"I truly believe in the American vision, where we welcome whoever wants to come here—and bring their identity with them"
Ahmed Soussi is a proud Libyan American, who currently works as the Civil Rights Director of the Council on American Islamic Relations (CAIR) in Arizona. His father arrived in the US at 18 years old to further his education and his mother moved to the US around the age of 10 looking for economic stability and safety from the Gadaffi dictatorship, that spanned from 1969-2011. Despite the pressure to assimilate into American culture, both sides of his family continue to bask in their heritage eating Libyan food, holidays, and wearing traditional garments. For Ahmed this is a way to connect with and share his roots in Libya as continuing civil unrest makes it unsafe for him to visit.

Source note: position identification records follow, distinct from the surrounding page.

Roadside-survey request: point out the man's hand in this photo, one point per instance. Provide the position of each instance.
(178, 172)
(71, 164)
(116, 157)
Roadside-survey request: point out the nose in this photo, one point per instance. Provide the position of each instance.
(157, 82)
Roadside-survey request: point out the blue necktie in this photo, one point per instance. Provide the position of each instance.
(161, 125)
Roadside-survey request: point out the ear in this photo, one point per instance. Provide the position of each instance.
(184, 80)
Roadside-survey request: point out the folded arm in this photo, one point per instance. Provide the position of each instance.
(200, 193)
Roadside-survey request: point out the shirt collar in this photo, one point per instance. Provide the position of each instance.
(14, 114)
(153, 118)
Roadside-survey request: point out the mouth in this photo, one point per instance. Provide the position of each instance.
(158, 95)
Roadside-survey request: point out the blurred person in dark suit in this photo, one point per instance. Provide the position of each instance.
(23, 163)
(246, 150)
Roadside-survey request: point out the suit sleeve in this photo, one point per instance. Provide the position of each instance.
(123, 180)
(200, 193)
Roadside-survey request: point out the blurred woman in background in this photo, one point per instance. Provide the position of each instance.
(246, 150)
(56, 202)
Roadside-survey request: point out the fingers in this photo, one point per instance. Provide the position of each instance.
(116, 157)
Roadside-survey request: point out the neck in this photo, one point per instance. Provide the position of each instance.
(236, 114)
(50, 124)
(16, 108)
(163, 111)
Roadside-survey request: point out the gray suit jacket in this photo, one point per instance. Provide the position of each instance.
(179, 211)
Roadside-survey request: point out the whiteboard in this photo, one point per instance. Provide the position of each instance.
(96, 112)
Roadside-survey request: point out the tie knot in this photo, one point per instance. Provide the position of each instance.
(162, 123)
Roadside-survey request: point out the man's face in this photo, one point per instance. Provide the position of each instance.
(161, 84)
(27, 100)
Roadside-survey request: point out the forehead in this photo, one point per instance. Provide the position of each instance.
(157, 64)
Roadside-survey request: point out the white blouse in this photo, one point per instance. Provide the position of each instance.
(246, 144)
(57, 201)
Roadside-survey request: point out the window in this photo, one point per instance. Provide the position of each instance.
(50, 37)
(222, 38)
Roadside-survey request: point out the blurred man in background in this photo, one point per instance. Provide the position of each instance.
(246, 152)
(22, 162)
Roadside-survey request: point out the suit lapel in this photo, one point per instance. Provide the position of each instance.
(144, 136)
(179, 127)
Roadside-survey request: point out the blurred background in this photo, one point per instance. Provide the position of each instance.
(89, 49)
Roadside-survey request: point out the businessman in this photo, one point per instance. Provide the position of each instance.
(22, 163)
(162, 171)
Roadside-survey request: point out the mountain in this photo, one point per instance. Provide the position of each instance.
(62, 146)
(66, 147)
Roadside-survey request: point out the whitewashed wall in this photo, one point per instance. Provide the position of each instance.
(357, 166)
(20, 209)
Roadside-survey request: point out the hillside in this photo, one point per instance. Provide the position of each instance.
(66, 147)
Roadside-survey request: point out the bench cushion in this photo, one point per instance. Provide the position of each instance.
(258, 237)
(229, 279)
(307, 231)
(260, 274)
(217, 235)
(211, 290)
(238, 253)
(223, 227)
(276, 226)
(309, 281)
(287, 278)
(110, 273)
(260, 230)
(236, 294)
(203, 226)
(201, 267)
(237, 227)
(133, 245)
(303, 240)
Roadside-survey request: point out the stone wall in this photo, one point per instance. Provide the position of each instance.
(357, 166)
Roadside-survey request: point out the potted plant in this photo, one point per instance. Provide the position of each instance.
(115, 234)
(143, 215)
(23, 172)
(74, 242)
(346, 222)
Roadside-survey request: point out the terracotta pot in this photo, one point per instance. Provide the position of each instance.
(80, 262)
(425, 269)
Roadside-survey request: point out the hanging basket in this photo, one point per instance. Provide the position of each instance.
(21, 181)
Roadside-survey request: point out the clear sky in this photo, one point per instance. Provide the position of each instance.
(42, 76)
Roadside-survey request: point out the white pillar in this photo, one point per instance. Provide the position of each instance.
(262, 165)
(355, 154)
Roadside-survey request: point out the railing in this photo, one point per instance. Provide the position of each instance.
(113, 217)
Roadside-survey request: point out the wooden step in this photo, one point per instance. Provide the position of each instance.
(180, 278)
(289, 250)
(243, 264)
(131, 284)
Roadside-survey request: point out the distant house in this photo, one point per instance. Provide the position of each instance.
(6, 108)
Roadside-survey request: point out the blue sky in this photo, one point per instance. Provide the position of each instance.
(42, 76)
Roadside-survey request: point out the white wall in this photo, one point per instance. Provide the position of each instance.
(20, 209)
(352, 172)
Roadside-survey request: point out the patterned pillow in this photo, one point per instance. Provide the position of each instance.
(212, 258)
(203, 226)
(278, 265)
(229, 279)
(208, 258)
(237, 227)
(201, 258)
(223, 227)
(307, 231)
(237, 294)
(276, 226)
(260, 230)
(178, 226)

Ahmed has a family heritage of resistance dating back to the era of Mussolini when his great-grand-uncle and others began a resistance against the Italian colonization of Libya. His family’s resistance in Libya inspired his own. After 9/11 and again after the 2016 US Presidential election, Ahmed reflected on the social implications of being a Muslim as he saw anti-Muslim sentiment spreading across the country and decided to become a civil rights attorney, one who would proudly celebrate and share Muslim culture while fighting to protect Muslim communities.
"We want to be their neighborhood Muslim"
Ahmed knows that immigrant populations as especially vulnerable to civil rights violations because they are often unaware of what they are entitled to in the US, due to lack of resources, or differences in their country’s government. Ahmed and CAIR work to be a resource for people in his own community; “We want to be there as their neighborhood Muslim.” Ahmed and CAIR have been proud co-hosts of asylum clinics for Afghan evacuees with PLAN and the International Rescue Committee. Ahmed is going to be greatly missed by the community as he departs his role as CAIR’s Civil Rights Director at the end of May to continue this important work at the Southern Poverty Law Center in New Orleans.